Notice also the inlining, even when it is easily possible, is not always effective: you (actually your compiler) could increase so much the code size that CPU caches (or branch predictor) would work less efficiently, and that would make your program run slower.
I am a bit focusing on functional programming style, since you tagged your qestion as such.
Notice that you don't need to have any call stack (at least in the machine sense of the "call stack" expression). You could use only the heap.
So, take a look at continuations and read more about continuation passing style (CPS) and CPS transformation (intuitively, you could use continuation closures as reified "call frames" allocated in the heap, and they are sort-of mimicking a call stack; then you need an efficient garbage collector).
Andrew Appel wrote a book Compiling with Continuations and an old paper garbage collection can be faster than stack allocation. See also A.Kennedy's paper (ICFP2007) Compiling with Continuations, Continued
I also recommend reading Queinnec's Lisp In Small Pieces book, which has several chapters related to continuation & compilation.
Notice also that some languages (e.g. Brainfuck) or abstract machines (e.g. OISC, RAM) don't have any calling facilities but are still Turing-complete, so you don't (in theory) even need any function call mechanism, even if it is extremely convenient. BTW, some old instruction set architectures (e.g. IBM/370) don't even have a hardware call stack, or a pushing call machine instruction (the IBM/370 had only a Branch and Link machine instruction)
At last, if your entire program (including all the needed libraries) does not have any recursion you could store the return address (and the "local" variables, which are actually becoming static) of each function in static locations. Old Fortran77 compilers did that in the early 1980s (so the compiled programs did not use any call stack at that time).
Inlining (replacing function calls with equivalent functionality) works well as an optimization strategy for small simple functions. The overhead of a function call can be effectively traded off for a small penalty in added program size (or in some cases, no penalty at all).

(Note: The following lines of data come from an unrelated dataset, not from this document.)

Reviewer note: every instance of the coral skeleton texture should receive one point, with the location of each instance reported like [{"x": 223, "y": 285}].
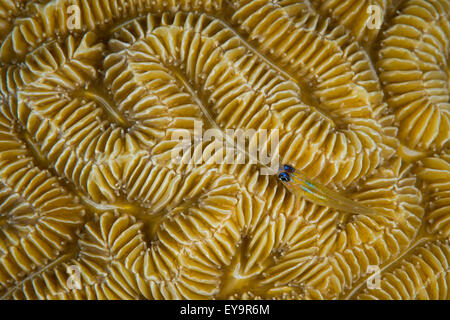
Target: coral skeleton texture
[{"x": 91, "y": 92}]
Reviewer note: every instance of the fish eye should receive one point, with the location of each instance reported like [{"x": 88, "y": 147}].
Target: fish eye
[
  {"x": 284, "y": 177},
  {"x": 288, "y": 168}
]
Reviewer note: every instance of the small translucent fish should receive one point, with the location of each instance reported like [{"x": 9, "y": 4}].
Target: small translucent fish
[{"x": 319, "y": 194}]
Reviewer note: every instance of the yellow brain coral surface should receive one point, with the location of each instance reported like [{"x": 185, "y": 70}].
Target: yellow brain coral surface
[{"x": 92, "y": 92}]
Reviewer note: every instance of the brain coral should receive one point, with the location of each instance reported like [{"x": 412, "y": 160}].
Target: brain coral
[{"x": 91, "y": 93}]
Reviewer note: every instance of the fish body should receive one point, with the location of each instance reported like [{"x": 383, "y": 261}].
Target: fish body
[{"x": 300, "y": 185}]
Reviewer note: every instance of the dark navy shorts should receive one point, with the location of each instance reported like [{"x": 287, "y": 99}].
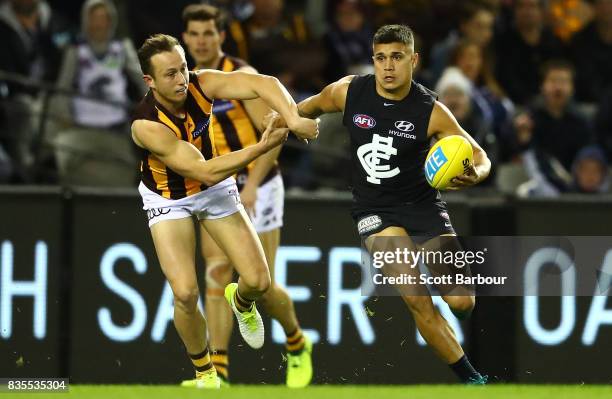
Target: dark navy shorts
[{"x": 424, "y": 220}]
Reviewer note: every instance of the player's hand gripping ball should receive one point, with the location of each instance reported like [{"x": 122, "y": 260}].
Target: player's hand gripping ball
[{"x": 448, "y": 158}]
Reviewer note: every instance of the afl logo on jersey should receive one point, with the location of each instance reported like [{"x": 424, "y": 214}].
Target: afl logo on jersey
[
  {"x": 364, "y": 121},
  {"x": 200, "y": 128},
  {"x": 404, "y": 126}
]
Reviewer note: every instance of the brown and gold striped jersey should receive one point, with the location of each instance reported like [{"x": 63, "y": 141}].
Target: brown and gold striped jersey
[
  {"x": 194, "y": 128},
  {"x": 232, "y": 127}
]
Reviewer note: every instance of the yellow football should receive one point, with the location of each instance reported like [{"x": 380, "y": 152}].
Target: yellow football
[{"x": 448, "y": 158}]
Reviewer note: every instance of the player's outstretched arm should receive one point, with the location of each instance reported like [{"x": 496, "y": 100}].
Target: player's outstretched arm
[
  {"x": 241, "y": 85},
  {"x": 442, "y": 124},
  {"x": 331, "y": 99},
  {"x": 187, "y": 161}
]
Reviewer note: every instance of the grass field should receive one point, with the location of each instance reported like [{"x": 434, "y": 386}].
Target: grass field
[{"x": 333, "y": 392}]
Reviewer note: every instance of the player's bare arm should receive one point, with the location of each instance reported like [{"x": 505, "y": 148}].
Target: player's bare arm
[
  {"x": 331, "y": 99},
  {"x": 240, "y": 85},
  {"x": 257, "y": 109},
  {"x": 186, "y": 160},
  {"x": 442, "y": 124}
]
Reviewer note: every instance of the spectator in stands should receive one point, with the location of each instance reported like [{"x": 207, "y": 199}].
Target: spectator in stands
[
  {"x": 96, "y": 148},
  {"x": 592, "y": 54},
  {"x": 278, "y": 43},
  {"x": 590, "y": 171},
  {"x": 32, "y": 37},
  {"x": 568, "y": 17},
  {"x": 487, "y": 94},
  {"x": 455, "y": 91},
  {"x": 475, "y": 25},
  {"x": 522, "y": 49},
  {"x": 552, "y": 131},
  {"x": 348, "y": 41}
]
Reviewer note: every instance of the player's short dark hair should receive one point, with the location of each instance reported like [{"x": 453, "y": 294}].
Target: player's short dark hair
[
  {"x": 556, "y": 65},
  {"x": 204, "y": 12},
  {"x": 394, "y": 34},
  {"x": 158, "y": 43}
]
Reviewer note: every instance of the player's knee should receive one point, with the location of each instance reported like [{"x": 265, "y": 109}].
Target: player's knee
[
  {"x": 219, "y": 274},
  {"x": 419, "y": 305},
  {"x": 259, "y": 282},
  {"x": 461, "y": 306},
  {"x": 273, "y": 293},
  {"x": 186, "y": 297}
]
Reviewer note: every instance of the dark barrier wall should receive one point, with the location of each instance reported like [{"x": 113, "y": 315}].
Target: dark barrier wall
[{"x": 114, "y": 321}]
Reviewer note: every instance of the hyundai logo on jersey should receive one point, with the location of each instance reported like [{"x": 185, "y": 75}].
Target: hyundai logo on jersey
[{"x": 364, "y": 121}]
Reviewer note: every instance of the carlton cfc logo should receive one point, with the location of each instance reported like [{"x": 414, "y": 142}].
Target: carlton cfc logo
[{"x": 364, "y": 121}]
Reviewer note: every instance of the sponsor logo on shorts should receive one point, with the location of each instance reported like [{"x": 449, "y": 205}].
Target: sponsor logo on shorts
[
  {"x": 155, "y": 212},
  {"x": 234, "y": 193},
  {"x": 369, "y": 223},
  {"x": 447, "y": 223},
  {"x": 364, "y": 121}
]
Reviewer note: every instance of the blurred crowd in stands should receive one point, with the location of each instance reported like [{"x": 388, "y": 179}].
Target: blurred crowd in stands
[{"x": 531, "y": 80}]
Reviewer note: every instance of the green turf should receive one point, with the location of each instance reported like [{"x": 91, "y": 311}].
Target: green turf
[{"x": 332, "y": 392}]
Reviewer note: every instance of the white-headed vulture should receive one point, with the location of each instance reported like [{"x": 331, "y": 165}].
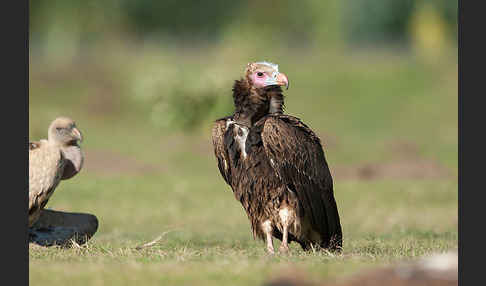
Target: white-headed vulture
[
  {"x": 52, "y": 160},
  {"x": 275, "y": 165}
]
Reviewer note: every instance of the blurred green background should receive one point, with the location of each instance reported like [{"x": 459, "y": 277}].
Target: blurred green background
[{"x": 376, "y": 79}]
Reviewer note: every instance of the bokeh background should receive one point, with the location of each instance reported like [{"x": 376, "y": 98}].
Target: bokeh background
[{"x": 376, "y": 79}]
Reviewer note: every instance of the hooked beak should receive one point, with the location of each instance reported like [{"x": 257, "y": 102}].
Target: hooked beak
[
  {"x": 77, "y": 134},
  {"x": 282, "y": 80}
]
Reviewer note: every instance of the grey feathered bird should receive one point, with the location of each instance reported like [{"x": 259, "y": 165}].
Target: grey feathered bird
[{"x": 52, "y": 160}]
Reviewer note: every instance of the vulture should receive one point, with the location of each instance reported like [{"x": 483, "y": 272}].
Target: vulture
[
  {"x": 52, "y": 160},
  {"x": 275, "y": 165}
]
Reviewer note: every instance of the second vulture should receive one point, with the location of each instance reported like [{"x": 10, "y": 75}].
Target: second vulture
[
  {"x": 52, "y": 160},
  {"x": 275, "y": 165}
]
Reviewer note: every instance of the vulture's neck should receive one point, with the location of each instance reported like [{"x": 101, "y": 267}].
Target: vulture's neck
[
  {"x": 276, "y": 103},
  {"x": 251, "y": 104}
]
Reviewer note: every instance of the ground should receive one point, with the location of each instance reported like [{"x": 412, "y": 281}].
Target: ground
[{"x": 388, "y": 125}]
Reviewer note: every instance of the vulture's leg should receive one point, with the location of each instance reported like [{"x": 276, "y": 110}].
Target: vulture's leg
[
  {"x": 285, "y": 218},
  {"x": 267, "y": 229}
]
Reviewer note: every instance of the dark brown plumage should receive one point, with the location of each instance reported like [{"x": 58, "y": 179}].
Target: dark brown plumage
[{"x": 276, "y": 166}]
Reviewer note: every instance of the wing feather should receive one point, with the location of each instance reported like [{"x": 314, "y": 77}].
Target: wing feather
[
  {"x": 46, "y": 165},
  {"x": 296, "y": 155}
]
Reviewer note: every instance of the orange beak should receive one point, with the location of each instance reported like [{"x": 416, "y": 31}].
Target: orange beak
[
  {"x": 77, "y": 134},
  {"x": 282, "y": 80}
]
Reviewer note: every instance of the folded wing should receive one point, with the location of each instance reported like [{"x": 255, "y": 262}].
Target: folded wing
[{"x": 296, "y": 155}]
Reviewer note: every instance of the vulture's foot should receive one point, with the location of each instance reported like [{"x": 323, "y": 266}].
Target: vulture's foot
[
  {"x": 284, "y": 248},
  {"x": 62, "y": 228}
]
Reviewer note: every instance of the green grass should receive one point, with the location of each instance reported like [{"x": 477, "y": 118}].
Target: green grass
[{"x": 359, "y": 103}]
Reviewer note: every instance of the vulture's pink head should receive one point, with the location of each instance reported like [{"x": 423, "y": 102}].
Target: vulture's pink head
[
  {"x": 63, "y": 131},
  {"x": 263, "y": 74}
]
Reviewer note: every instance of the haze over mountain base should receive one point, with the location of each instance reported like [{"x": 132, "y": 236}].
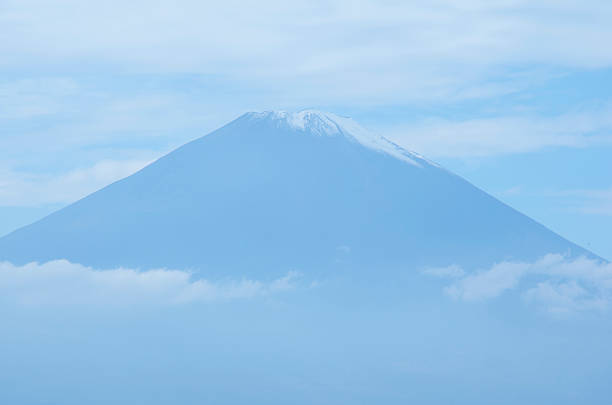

However, large functions which in turn call other functions could lead to an enormous explosion in program size if everything was inlined.
The whole point of callable functions is to facilitate efficient re-use, not just by the programmer, but by the machine itself, and that includes properties like reasonable memory or on-disk footprint.
For what it's worth: you can have callable functions without a call stack. For example: IBM System/360. When programming in languages such as FORTRAN on that hardware, the program counter (return address) would be saved into a small section of memory reserved just ahead of the function entry point. It allows for re-useable functions, but does not allow for recursion or multi-threaded code (an attempt at a recursive or re-entrant call would result in a previously saved return address being overwritten).
As explained by other answers, stacks are good things. They facilitate recursion and multi-threaded calls. While any algorithm coded to use recursion could be coded without relying on recursion, the result may be more complex, more difficult to maintain, and may be less efficient. I'm not sure a stack-less architecture could support multi-threading at all.